In terms of professional sports not changing their coaching strategies, I liked how in your book you talked about how baseball managers will bunt with non-pitchers and NFL coaches should go for it on 4th down much more than they punt, but they don’t look at percentages or the reality of it and they do what the time honored thing is to do.

How did you get into that and break that down?

“Yeah that’s something humans sort of do. The book sort of…yeah we took this “Freakonomics,” for sports approach where you sort of look at these phenomenon’s and you realize that you know that NFL coaches are behaving like you and I are when it’s time to sell our house. Sort of like the fun manager when it’s time to take stocks and basically what we found out was that a lot of time managers are making the statistically wrong choice, but the one that’s going to get them the least grief. It makes more sense to pull the goalie with three minutes than one minute statistically, but no NHL coach is going to that because they’re going to kill you on dare I say talk radio. You’re going to hear about it. Remember the Belichick [Bill] last year when he went for it against the Colts. He just got absolutely roasted. I mean every columnist and talking head killed the guy. Well it turns out statistically he made the right play. [Hosts interrupt] It’s an interesting dynamic where decisions are being made to keep your job and that are not going give your team the best chance at winning. “

Finishing off is the old adage in football is that “Defense wins championships.” The teams with the best defense win the Super Bowl all the time. Your book has something on this. Does this hold true?

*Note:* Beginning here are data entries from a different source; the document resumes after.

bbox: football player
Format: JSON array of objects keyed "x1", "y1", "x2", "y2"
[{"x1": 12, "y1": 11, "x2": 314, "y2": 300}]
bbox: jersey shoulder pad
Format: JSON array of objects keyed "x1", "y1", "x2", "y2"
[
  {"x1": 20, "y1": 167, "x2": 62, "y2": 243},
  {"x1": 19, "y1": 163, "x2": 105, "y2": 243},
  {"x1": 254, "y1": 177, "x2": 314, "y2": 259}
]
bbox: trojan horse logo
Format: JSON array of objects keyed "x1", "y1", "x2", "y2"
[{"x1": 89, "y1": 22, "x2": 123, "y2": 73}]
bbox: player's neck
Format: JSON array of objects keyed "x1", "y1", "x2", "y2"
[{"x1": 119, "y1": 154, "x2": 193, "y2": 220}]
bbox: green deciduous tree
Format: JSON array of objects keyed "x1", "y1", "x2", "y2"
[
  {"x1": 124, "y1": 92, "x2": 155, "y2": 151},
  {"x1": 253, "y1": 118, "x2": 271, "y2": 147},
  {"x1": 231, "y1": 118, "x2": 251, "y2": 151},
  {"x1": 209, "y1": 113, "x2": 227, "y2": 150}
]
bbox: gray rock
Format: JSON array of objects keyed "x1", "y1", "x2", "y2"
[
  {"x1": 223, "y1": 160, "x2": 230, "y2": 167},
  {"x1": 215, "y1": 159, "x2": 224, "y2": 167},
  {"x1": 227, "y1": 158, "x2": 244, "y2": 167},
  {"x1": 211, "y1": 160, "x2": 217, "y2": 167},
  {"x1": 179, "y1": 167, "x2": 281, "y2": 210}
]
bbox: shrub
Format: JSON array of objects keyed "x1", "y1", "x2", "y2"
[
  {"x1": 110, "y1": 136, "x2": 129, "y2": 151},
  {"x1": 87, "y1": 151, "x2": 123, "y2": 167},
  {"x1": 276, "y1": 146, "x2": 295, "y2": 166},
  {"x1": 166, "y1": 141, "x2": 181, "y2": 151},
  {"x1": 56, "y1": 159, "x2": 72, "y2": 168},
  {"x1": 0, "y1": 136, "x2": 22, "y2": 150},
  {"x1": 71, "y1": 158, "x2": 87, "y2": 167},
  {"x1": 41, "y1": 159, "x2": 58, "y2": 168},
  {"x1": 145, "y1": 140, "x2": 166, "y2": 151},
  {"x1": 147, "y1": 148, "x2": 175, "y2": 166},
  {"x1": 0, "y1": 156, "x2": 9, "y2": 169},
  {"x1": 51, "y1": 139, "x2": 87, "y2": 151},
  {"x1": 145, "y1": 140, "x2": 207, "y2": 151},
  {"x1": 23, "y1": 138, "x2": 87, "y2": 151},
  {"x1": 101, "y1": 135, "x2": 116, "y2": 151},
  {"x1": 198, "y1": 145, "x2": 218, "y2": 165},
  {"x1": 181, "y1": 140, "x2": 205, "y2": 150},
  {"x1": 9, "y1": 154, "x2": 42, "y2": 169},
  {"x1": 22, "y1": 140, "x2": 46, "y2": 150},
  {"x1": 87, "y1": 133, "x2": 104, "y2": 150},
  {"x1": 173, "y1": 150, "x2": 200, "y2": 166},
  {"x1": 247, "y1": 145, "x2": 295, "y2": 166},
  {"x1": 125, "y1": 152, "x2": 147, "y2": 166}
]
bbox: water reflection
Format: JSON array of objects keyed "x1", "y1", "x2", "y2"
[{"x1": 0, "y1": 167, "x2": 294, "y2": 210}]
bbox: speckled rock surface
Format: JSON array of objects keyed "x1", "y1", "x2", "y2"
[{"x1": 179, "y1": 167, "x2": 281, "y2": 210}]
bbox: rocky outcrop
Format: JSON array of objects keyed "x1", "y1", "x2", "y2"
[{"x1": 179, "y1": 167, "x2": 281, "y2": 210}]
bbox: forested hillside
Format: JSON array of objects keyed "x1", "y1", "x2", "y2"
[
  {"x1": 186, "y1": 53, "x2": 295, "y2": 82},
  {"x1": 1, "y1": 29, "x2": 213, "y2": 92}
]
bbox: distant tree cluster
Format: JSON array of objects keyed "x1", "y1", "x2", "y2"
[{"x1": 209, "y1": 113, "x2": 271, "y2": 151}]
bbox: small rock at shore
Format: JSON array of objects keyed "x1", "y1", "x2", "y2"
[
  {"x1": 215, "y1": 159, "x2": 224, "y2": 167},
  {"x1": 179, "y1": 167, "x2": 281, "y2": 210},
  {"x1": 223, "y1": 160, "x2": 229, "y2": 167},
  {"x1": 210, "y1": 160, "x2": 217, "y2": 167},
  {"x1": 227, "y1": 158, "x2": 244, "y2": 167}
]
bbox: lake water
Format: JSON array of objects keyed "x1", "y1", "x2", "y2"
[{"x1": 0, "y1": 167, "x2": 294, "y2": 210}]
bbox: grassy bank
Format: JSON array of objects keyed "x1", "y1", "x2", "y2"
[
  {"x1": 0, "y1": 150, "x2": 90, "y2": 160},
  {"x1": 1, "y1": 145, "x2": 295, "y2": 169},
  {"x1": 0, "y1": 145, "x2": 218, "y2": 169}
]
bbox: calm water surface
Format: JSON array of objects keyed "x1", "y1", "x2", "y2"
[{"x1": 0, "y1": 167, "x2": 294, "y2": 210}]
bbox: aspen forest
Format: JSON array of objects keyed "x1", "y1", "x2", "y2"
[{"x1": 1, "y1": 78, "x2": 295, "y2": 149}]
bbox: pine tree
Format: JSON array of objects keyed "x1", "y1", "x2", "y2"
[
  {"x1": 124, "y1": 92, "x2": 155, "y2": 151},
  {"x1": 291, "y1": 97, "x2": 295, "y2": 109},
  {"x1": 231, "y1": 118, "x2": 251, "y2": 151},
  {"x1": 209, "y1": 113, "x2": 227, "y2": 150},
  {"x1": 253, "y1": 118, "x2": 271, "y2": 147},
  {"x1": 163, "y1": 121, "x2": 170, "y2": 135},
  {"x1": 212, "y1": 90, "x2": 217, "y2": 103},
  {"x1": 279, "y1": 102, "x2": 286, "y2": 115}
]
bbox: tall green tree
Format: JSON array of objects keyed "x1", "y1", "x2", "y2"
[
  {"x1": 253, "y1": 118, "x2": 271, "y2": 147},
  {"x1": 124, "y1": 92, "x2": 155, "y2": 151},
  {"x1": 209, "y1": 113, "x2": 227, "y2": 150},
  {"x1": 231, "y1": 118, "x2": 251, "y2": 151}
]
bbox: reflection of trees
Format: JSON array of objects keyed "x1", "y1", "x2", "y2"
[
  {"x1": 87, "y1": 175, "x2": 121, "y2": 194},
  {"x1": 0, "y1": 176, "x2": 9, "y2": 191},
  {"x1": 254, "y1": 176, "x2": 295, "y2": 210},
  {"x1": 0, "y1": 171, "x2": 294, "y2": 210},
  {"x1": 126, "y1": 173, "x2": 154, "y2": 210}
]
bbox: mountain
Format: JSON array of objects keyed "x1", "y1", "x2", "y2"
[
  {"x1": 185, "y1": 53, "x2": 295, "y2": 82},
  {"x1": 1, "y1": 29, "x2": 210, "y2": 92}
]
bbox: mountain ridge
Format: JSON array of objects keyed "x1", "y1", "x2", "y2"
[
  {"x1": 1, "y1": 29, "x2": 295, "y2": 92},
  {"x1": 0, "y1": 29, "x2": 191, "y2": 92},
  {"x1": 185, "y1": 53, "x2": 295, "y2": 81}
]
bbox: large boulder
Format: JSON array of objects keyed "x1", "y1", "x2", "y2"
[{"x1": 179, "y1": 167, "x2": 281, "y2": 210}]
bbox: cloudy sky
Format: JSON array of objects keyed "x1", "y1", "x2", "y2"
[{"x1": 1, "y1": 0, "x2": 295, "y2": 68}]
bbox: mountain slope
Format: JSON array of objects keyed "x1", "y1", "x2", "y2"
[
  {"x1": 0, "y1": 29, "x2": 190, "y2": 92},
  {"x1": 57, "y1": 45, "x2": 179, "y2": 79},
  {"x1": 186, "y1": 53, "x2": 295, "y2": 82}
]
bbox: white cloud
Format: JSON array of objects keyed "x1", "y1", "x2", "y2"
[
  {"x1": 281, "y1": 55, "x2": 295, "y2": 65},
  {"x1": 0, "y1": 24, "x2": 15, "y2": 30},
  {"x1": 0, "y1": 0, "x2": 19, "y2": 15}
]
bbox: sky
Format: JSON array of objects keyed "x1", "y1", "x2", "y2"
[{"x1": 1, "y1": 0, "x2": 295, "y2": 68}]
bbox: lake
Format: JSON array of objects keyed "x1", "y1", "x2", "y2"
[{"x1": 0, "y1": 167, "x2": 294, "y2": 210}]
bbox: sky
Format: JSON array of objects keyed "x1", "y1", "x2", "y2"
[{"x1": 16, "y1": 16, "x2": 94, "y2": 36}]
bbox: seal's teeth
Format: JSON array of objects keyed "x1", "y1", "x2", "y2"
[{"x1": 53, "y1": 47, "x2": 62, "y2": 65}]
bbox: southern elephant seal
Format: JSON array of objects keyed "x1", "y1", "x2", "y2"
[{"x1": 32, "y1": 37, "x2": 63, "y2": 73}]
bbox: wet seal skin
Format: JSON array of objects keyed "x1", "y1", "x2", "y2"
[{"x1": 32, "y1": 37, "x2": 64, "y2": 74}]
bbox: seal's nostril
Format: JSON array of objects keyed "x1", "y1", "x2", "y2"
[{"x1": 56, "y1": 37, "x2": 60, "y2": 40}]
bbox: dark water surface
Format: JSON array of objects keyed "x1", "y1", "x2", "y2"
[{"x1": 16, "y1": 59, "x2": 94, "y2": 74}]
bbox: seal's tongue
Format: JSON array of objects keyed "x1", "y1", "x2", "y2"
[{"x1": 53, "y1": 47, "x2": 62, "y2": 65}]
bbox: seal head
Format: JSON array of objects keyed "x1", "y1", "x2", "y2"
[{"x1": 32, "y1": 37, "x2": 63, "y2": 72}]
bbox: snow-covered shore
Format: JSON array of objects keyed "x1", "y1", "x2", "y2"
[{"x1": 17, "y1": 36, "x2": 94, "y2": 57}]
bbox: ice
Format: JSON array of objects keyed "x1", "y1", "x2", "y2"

“Yeah I mean that’s another thing you sort of hear it a thousand times starting in tee-ball, but you’ll hear it Super Bowl weekend too. We just sort of ran the numbers, so that was just sort of a straight easy one where you just gotta run the numbers on that and what we found was you know defense and offense are almost, it’s uncanny how similarly important they are. You need one or the other and if you have both great, but there’s very little evidence that across all sports really there’s very little evidence that defense is any more important than a good offense.”